Quantum Computer - Relation To Computational Complexity Theory

Relation To Computational Complexity Theory

The class of problems that can be efficiently solved by quantum computers is called BQP, for "bounded error, quantum, polynomial time". Quantum computers only run probabilistic algorithms, so BQP on quantum computers is the counterpart of BPP ("bounded error, probabilistic, polynomial time") on classical computers. It is defined as the set of problems solvable with a polynomial-time algorithm, whose probability of error is bounded away from one half. A quantum computer is said to "solve" a problem if, for every instance, its answer will be right with high probability.
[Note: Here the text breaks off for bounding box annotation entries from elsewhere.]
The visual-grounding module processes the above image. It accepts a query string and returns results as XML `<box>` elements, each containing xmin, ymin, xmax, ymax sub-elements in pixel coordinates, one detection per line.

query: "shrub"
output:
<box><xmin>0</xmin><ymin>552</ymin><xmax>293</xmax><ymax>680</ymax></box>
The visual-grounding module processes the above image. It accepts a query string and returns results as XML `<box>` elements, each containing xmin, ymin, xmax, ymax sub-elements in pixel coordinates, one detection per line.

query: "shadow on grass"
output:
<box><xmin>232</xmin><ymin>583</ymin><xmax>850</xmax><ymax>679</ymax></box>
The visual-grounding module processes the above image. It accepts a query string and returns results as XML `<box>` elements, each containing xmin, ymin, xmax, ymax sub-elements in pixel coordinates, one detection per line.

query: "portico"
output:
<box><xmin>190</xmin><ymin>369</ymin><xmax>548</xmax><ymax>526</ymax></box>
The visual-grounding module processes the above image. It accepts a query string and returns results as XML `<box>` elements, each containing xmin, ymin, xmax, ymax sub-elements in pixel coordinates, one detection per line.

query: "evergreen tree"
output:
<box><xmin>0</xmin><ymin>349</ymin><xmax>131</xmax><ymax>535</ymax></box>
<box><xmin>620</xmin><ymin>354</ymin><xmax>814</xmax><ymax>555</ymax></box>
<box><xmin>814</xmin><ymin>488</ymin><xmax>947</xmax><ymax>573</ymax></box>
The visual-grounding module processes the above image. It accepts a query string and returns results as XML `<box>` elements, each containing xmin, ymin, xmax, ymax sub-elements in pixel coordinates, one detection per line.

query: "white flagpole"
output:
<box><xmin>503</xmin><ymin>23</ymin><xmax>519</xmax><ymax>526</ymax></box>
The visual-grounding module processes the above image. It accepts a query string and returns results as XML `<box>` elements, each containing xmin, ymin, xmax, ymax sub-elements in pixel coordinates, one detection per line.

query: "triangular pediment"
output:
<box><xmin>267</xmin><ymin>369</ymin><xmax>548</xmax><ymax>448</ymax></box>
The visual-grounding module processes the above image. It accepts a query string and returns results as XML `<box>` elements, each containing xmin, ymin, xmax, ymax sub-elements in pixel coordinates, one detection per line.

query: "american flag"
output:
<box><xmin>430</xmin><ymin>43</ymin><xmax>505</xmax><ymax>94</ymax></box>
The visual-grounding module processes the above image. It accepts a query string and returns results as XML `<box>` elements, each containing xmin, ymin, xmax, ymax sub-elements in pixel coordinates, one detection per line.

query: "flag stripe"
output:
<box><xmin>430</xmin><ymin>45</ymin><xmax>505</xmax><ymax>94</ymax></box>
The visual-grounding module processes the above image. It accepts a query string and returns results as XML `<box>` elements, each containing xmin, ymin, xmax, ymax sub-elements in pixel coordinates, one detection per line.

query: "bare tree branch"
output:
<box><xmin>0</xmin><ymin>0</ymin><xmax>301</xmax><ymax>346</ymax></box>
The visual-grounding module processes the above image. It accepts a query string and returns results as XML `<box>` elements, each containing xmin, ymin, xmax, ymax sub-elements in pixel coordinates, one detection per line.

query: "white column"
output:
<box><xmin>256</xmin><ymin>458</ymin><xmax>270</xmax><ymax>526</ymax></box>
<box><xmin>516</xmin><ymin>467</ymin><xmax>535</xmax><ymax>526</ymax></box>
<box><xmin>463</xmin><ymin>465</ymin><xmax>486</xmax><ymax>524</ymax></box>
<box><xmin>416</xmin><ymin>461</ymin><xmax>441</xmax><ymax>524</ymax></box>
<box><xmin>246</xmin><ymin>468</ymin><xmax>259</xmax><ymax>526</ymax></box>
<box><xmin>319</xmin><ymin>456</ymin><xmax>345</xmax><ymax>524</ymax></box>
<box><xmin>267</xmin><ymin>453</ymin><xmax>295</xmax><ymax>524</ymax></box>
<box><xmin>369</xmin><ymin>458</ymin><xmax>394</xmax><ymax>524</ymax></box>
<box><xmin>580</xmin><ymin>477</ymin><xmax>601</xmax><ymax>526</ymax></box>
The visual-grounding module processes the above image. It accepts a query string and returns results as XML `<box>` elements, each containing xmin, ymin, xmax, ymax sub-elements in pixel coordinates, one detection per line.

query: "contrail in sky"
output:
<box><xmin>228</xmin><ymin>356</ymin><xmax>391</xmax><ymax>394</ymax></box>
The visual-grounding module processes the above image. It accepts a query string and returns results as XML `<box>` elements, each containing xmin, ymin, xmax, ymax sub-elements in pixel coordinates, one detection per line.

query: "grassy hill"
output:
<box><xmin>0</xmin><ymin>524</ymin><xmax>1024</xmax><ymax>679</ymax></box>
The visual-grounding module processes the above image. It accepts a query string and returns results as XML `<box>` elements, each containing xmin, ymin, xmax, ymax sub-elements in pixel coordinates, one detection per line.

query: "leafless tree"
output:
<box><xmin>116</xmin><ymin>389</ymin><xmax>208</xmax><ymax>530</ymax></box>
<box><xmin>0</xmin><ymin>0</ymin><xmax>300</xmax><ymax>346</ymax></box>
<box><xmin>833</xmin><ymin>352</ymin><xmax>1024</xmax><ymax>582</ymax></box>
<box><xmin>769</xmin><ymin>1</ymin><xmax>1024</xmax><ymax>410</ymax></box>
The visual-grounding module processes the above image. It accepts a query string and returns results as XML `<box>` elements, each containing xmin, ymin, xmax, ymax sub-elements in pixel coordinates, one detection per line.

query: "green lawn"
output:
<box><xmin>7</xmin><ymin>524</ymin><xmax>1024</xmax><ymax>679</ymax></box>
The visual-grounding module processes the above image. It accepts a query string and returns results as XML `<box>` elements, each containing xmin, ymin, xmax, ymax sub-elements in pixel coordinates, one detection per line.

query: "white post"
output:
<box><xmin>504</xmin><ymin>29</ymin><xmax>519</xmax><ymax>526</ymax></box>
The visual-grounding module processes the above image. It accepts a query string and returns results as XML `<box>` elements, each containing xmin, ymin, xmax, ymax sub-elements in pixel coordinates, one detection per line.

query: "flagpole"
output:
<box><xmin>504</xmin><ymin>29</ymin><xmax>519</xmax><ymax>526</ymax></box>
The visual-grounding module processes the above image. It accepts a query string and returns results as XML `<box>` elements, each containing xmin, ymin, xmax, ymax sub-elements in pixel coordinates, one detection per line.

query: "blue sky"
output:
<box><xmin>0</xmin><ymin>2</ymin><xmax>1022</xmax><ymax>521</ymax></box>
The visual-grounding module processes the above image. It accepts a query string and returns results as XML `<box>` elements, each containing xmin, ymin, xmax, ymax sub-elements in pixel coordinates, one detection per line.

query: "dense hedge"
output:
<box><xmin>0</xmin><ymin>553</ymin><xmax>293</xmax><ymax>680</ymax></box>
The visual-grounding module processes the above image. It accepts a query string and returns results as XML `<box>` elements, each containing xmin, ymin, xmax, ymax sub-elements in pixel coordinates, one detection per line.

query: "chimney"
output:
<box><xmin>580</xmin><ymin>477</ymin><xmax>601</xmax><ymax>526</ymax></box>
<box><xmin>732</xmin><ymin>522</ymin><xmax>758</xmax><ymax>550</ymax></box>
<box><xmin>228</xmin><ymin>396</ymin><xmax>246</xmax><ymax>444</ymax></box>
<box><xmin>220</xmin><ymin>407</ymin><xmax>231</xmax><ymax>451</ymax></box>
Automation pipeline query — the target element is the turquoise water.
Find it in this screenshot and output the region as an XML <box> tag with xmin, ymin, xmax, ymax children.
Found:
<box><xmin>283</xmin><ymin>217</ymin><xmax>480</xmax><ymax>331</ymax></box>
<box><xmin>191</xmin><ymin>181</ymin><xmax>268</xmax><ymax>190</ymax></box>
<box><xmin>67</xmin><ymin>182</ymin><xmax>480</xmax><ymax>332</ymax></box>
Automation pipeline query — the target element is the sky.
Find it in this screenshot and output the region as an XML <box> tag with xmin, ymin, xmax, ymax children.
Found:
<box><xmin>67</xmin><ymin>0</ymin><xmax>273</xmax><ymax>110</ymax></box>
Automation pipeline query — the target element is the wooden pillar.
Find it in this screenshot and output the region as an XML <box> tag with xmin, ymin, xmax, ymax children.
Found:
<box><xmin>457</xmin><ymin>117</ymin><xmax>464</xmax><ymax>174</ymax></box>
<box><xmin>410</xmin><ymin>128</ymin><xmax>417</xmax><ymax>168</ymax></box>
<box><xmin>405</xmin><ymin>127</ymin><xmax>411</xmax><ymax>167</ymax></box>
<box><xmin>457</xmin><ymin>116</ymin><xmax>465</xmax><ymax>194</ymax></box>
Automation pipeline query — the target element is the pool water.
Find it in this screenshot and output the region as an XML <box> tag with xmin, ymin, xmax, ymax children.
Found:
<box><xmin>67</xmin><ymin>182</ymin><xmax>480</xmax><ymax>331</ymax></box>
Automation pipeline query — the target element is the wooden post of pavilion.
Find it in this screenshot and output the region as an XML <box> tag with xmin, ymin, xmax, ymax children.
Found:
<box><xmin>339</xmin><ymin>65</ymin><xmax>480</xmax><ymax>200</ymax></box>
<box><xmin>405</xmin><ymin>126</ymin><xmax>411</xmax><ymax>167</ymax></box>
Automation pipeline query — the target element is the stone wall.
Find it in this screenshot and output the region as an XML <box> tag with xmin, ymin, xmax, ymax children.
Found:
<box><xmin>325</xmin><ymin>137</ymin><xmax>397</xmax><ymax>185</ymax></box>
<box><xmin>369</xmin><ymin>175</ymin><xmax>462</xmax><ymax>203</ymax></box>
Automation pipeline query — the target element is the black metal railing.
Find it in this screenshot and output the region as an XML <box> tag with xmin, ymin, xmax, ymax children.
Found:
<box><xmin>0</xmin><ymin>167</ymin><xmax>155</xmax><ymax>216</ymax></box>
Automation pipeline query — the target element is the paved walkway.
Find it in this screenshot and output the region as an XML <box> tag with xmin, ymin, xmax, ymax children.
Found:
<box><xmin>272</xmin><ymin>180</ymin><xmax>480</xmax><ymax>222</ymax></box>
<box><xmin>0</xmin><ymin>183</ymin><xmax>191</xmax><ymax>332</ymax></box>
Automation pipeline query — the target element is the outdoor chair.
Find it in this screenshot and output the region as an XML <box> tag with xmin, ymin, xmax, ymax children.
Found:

If that solution runs in polynomial time, then that problem is in BQP.

BQP is contained in the complexity class #P (or more precisely in the associated class of decision problems P#P), which is a subclass of PSPACE.

BQP is suspected to be disjoint from NP-complete and a strict superset of P, but that is not known. Both integer factorization and discrete log are in BQP. Both of these problems are NP problems suspected to be outside BPP, and hence outside P. Both are suspected to not be NP-complete. There is a common misconception that quantum computers can solve NP-complete problems in polynomial time. That is not known to be true, and is generally suspected to be false.

The capacity of a quantum computer to accelerate classical algorithms has rigid limits — upper bounds of quantum computation's complexity. The overwhelming part of classical calculations cannot be accelerated on a quantum computer. A similar fact takes place for particular computational tasks, like the search problem, for which Grover's algorithm is optimal.

Although quantum computers may be faster than classical computers, those described above can't solve any problems that classical computers can't solve, given enough time and memory (however, those amounts might be practically infeasible). A Turing machine can simulate these quantum computers, so such a quantum computer could never solve an undecidable problem like the halting problem. The existence of "standard" quantum computers does not disprove the Church–Turing thesis. It has been speculated that theories of quantum gravity, such as M-theory or loop quantum gravity, may allow even faster computers to be built. Currently, defining computation in such theories is an open problem due to the problem of time, i.e. there currently exists no obvious way to describe what it means for an observer to submit input to a computer and later receive output.